天気は快晴。街はたくさんの人でにぎわっている。
「こんにちわ」
広場に着いたチトセは、見知った顔が噴水の縁石に座っているのを見つけて声を掛けた。
「お前は黒い衝撃……ッ!? な、何の用だ!」
黒い衝撃って……。
自分の二つ名であることはもちろん理解しているけど、もう少しマシなものはなかったのだろうか。ハッキリ言ってオタクくさい。
まさか街の真ん中で、チトセから声を掛けられるとは思わなかったのだろう。
男は最大級の警戒態勢でもってこちらを見ている。
「用っていうか。ちょっと聞きたいことがあるんだけど」
「お、俺は何も知らねぇぞ。あれは上からの命令でやってるだけで……。そうだ。文句があるならショウさんに直接言ってくれ」
チトセが話しかけている男は、ホークスブリゲイドのメンバーだ。
その中でも、いつもチトセ達がモンスター狩りをはじめると邪魔をしにくるヤツラの一人。
ダリスの屋敷の前にはいつだって監視役がいて、こっちが休みの日は向こうも休みになるらしい。だからまあ、こうして街中ですれ違うことも珍しくない。
だからといって気軽に話しかけるような関係でもないから、男の反応は至極まともである。商売敵から突然話しかけられて、警戒しない方がおかしい。

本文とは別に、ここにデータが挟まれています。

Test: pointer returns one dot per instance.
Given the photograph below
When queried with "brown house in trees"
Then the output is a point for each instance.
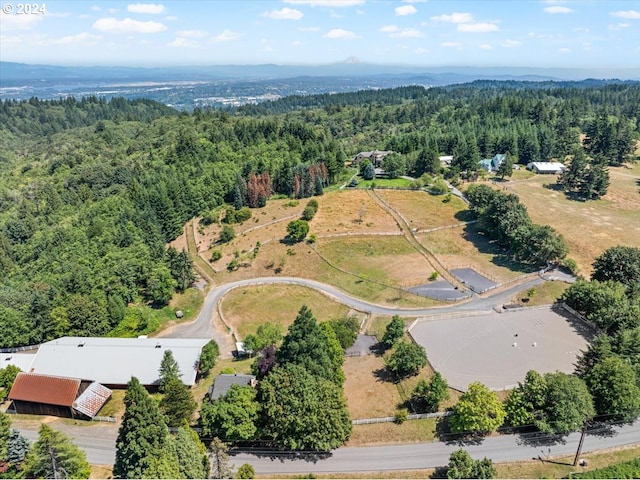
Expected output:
(37, 394)
(376, 157)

「違う違う。別に文句があるとか、殴り飛ばしたいとか、この剣の錆にしてくれるとか、そういうのじゃないから」
いちおう補足。
今日はダンジョンに行く予定がないし、ここは街中だから剣は持ってきてない。
相手の男も、少なくとも剣や槍のような大きなエモノは持っていない。
いつでもどこでもこれみよがしに武器を持ち歩くゲームキャラみたいな人は、こっちの世界でも普通に捕まるらしい。
旅人も、冒険者も、街の中にいる間は武器をしっかり布に包んで、なるべく目立たないように持ち運ぶのがルール。なかなかしっかりしている。
「じゃ、じゃあ。な、何を聞きたいんだよ」
「そうそう。あ、でもその前に――」
身構えたままの男に、チトセは握り込んだ左拳を近づける。
さっき『殴り飛ばしたい』なんて言ってしまったからか、男は「ひ、ひぃっ!」と悲鳴を上げると、両手で頭部を覆い、身体を丸めてしまった。
そんなつもりじゃないのに、こんなに怖がられるなんて心外だ。
今でこそチトセは怪力冒険者の扱いを受けているけど、こっちの世界に来るまではただのかよわい女子高生だったのだから。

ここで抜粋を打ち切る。